Indeed, NO is also known to readily react with superoxide (O2−) to form peroxynitrite (ONOO−) . This powerful oxidant has been reported to modulate cellular functions through the nitration of tyrosine residues. The biological reactivity of ONOO− for tyrosine nitration actually depends on radical intermediates arising from the interaction of ONOO− with CO2 , . The CO3− radicals produced in this reaction generate secondary radicals on tyrosine residues with which the less reactive NO2 couples to form the nitrated product . It is noteworthy that nitrated proteins have been detected in at least 50 human disorders such as Alzheimer disease, rheumatoid arthritis, glaucoma, asthma and inflammatory bowel disease , and multiple groups have reported that protein tyrosine nitration is elevated in plasma and tissues of type 2 diabetics , . Moreover, it has been shown that nitration of tyrosine residues decreases their subsequent phosphorylation capacity . We have recently reported that lipid infusion in mice causes hepatic IR by promoting iNOS induction and tyrosine nitration of insulin signaling proteins in liver . Mice lacking iNOS were protected from this effect indicating that the iNOS/NO/ONOO− pathway is a key mediator of hepatic IR upon lipid challenge. Whether tyrosine nitration also mediates iNOS-linked IR in skeletal muscle remains to be investigated. The aim of this study was therefore to determine the role of iNOS and ONOO− in skeletal muscle IR using in vivo and in vitro models of endotoxemia, where iNOS induction is known to exert a pathological role.

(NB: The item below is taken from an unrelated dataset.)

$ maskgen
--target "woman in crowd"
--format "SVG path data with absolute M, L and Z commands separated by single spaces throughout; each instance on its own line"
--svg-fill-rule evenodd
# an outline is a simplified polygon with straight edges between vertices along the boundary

To study the role of iNOS in muscle IR, we treated rats with LPS in the presence or absence of the iNOS inhibitor aminoguanidine. LPS was found to induce iNOS as reflected by iNOS protein expression and plasma NO production (Figure 1A and B). As expected, pretreatment with aminoguanidine (100 or 150 mg/kg) blocked NO production and iNOS protein expression in a dose dependent manner (Figure 1A and B). However, the two constitutive NOS enzymes, eNOS and nNOS, were not affected by aminoguanidine treatment.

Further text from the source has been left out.